İnovasyon kültürü gelişmiş organizasyonlarda çalışanlar yeni fikir geliştirmeyi ve hayata geçirmeyi görevlerinin bir parçası belki de temel sorumlulukları olarak görürken; henüz inovasyon kültürü oturmamış organizasyonlarda her ne kadar yeterli insan kaynağı mevcut olsa da bu süreç daha çok ödül, teşvik, performans hedefi vb. yöntemler ile yürütülmeye çalışılıyor. Bu yöntemlerin üstünde bir kavram olan, hem şirkete hem de çalışana fayda sağlayan kurum içi girişimcilik bu noktada imdada yetişiyor.
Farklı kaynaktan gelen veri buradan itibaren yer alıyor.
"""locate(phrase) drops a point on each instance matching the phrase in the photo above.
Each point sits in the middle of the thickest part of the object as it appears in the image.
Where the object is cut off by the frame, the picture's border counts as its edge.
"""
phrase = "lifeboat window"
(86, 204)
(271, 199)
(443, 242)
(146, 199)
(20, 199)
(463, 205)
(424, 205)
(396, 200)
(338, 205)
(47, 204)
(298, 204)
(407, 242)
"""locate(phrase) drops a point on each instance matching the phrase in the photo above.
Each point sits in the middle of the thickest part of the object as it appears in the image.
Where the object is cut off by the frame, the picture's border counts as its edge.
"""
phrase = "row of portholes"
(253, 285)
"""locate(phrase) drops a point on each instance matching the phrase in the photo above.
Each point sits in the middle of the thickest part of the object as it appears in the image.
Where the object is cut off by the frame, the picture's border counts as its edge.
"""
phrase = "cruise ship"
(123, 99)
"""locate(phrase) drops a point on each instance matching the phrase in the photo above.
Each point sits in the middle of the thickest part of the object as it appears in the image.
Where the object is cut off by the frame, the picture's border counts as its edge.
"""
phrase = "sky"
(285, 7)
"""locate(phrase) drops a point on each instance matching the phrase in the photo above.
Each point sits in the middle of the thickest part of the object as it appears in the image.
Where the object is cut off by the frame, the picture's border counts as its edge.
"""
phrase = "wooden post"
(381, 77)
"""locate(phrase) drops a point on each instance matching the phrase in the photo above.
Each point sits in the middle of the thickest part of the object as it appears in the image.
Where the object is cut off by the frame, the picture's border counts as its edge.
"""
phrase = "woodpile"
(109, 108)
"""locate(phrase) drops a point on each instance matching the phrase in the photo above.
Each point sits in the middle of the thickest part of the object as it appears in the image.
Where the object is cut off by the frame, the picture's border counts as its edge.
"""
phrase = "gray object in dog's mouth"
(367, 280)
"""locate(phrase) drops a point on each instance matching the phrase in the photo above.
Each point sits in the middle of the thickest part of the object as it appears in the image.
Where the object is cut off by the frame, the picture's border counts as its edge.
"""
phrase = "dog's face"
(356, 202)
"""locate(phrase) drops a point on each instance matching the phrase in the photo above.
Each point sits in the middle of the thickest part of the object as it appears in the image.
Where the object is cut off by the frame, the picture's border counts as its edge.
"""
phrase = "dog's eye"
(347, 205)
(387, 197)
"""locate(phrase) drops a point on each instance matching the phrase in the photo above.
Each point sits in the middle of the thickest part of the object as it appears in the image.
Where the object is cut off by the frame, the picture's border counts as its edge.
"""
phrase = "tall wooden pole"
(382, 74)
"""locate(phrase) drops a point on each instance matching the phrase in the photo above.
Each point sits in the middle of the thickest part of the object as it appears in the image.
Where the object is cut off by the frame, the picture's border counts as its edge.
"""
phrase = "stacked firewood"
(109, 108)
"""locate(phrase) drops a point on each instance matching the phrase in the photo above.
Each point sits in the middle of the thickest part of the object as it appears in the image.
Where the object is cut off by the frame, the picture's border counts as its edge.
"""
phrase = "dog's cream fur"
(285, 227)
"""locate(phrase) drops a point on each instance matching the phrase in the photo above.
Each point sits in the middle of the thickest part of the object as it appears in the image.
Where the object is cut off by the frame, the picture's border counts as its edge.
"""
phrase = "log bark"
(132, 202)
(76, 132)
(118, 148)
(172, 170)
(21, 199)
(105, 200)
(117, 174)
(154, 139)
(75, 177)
Bu sistem çalışanların geliştirdikleri inovatif fikirleri fikir havuzlarında atıl kalmanın ötesine taşıyor. Çalışanların şirket tarafından desteklenmesine ve bir girişimci gibi fikirlerini hayata geçirmesine olanak tanıyor. Sistemin temeli şirket çalışanlarının yaratıcılığına dayanıyor ve onların girişimcilik potansiyellerini ortaya çıkartarak, şirketin inovasyon hedefine katkıda bulunmalarını sağlıyor. Kurum içi girişimcilik inovasyon stratejisine sahip şirketlere hali hazırda sahip oldukları yaratıcılığı yüksek insan kaynağını maksimum seviyede kullanma fırsatı sağlarken, çalışanlara da kendi fikirlerini hayata geçirme, girişimcilik tecrübesi edinme, değer görme, değer yaratma, özgür çalışma ortamı gibi imkânlar sunuyor.
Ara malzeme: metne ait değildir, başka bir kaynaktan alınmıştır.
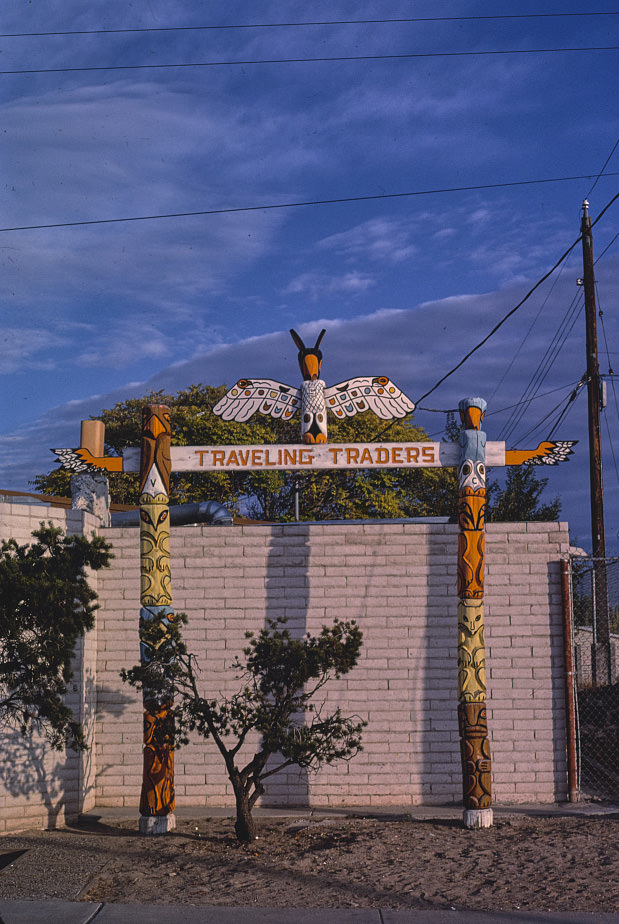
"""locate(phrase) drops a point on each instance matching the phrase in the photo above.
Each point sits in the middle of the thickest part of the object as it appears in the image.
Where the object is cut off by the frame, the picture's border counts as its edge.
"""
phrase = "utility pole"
(601, 650)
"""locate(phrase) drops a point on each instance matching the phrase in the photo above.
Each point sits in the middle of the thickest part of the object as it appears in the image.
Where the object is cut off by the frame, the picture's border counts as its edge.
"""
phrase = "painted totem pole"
(474, 744)
(157, 797)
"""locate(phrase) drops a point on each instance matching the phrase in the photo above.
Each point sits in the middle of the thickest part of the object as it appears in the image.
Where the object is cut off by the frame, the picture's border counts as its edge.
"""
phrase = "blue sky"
(405, 286)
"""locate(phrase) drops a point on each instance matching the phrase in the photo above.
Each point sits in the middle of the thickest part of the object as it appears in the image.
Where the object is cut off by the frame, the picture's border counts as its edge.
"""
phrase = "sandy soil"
(543, 864)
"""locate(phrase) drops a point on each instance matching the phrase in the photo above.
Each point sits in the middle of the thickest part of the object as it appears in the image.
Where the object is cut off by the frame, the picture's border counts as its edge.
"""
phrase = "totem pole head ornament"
(472, 412)
(310, 358)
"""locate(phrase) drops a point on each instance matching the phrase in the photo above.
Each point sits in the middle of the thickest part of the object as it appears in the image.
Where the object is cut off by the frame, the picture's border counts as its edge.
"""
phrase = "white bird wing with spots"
(265, 395)
(368, 393)
(72, 461)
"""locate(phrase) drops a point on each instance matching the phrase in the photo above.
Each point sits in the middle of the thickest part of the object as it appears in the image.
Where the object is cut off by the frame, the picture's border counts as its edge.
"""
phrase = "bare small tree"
(280, 676)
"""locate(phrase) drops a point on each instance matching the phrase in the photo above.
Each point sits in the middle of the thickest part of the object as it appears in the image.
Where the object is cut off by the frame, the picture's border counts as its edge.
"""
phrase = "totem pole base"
(157, 824)
(477, 818)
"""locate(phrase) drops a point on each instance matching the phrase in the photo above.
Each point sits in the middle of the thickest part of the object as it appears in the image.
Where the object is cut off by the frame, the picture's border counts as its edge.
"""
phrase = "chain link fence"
(595, 635)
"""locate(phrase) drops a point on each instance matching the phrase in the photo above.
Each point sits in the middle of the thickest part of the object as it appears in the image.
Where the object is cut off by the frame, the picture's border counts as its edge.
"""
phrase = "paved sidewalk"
(58, 912)
(66, 912)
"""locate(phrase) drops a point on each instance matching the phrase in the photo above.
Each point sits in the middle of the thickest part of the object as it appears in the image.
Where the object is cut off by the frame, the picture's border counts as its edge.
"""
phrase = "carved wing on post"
(548, 453)
(82, 460)
(265, 395)
(368, 393)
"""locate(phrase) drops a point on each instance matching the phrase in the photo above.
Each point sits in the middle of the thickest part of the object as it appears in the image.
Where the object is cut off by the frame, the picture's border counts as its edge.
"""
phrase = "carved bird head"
(310, 358)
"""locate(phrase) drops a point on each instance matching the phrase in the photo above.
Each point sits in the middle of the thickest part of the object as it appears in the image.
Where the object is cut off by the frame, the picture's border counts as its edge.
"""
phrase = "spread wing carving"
(548, 453)
(265, 395)
(363, 393)
(81, 460)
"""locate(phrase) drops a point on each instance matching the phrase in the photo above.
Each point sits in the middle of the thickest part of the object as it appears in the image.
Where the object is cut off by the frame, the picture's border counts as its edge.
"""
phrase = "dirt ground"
(542, 864)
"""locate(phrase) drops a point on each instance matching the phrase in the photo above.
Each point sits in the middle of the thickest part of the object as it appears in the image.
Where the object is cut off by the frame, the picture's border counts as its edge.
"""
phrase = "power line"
(326, 22)
(337, 58)
(516, 307)
(606, 162)
(545, 365)
(300, 204)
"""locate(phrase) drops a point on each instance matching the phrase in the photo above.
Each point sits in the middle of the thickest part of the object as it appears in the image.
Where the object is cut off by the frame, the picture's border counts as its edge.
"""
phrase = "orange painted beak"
(311, 367)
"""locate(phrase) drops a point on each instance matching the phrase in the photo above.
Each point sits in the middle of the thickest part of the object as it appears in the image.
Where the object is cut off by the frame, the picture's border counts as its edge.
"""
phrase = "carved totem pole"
(157, 797)
(474, 744)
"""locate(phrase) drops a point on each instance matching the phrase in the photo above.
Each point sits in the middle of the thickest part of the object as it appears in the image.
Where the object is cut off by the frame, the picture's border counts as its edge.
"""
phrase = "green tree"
(520, 499)
(46, 604)
(280, 677)
(361, 493)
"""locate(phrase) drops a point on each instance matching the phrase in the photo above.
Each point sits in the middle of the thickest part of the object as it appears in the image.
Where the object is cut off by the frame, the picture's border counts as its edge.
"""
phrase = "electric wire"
(301, 204)
(561, 407)
(319, 60)
(528, 332)
(327, 22)
(513, 310)
(608, 246)
(606, 162)
(544, 394)
(567, 407)
(612, 448)
(501, 410)
(544, 366)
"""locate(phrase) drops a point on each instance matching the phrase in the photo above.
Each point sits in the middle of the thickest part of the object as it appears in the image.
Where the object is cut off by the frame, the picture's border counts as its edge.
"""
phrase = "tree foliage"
(46, 604)
(280, 677)
(324, 494)
(520, 499)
Kurum içi girişimcilik uygulamalarının başarıya ulaşması için; fikirleri hayata geçirebilmenin yollarının tanımlanmış olması gerekiyor. Burada en önemli başlıkları aşağıdaki gibi sıralayabiliriz:
Tüm bu süreçte fikri kabul edilen çalışanın pozisyonu gereği sahip olduğu iş yükünün gözden geçirilmesi, önceliklendirme yapılması ve çalışacağı fikir için bir zaman ayrılması en önemli konu olarak karşımıza çıkıyor. Aslında burada belki de en başa dönüp çoğu zaman iki kişilik işin tek kişi tarafından yapıldığı günümüz iş dünyasının gerçeklerini sorgulamak gerekiyor. İnovasyon konusunda lider şirketlerden Google'ın çalışanlarının çalışma saatlerinin yüzde 80’ini ana işlerine ayırması ve geri kalan yüzde 20’yi tutku duydukları projelerin başında geçirmelerini sağlaması (80/20 Kuralı) oldukça dikkat çekici. Apple’ın çalışanlarına esnek çalışma saatleri sunması, Facebook’un evden çalışma imkânı sunması ölümcül rekabet koşullarının hakim olduğu iş dünyasında dönüşüm içerisine giren çoğu şirketin uygulaması gereken politikalar olarak karşımıza çıkıyor. Günlük iş yükü altında ezilen, en büyük stres kaynağı yetiştirilmesi gereken raporlar, hazırlanması gereken sunumlar, yapılması gereken toplantılar olan bir çalışanın yaratıcı fikirler üretmesini beklemek anlamsız olur. Şirketler ne kadar teşvik edici süreçler geliştirirlerse geliştirsinler çalışana araştırma yapıp kendini geliştirebileceği zamanı yaratmadıkları veya çalışanın sunduğu yaratıcı fikri destekleyip bu fikri hayata geçirmesi için iş yükü planlamaları yapmadıkları sürece, kurum içi girişimciliği ayakta tutmaları mümkün olmayacaktır.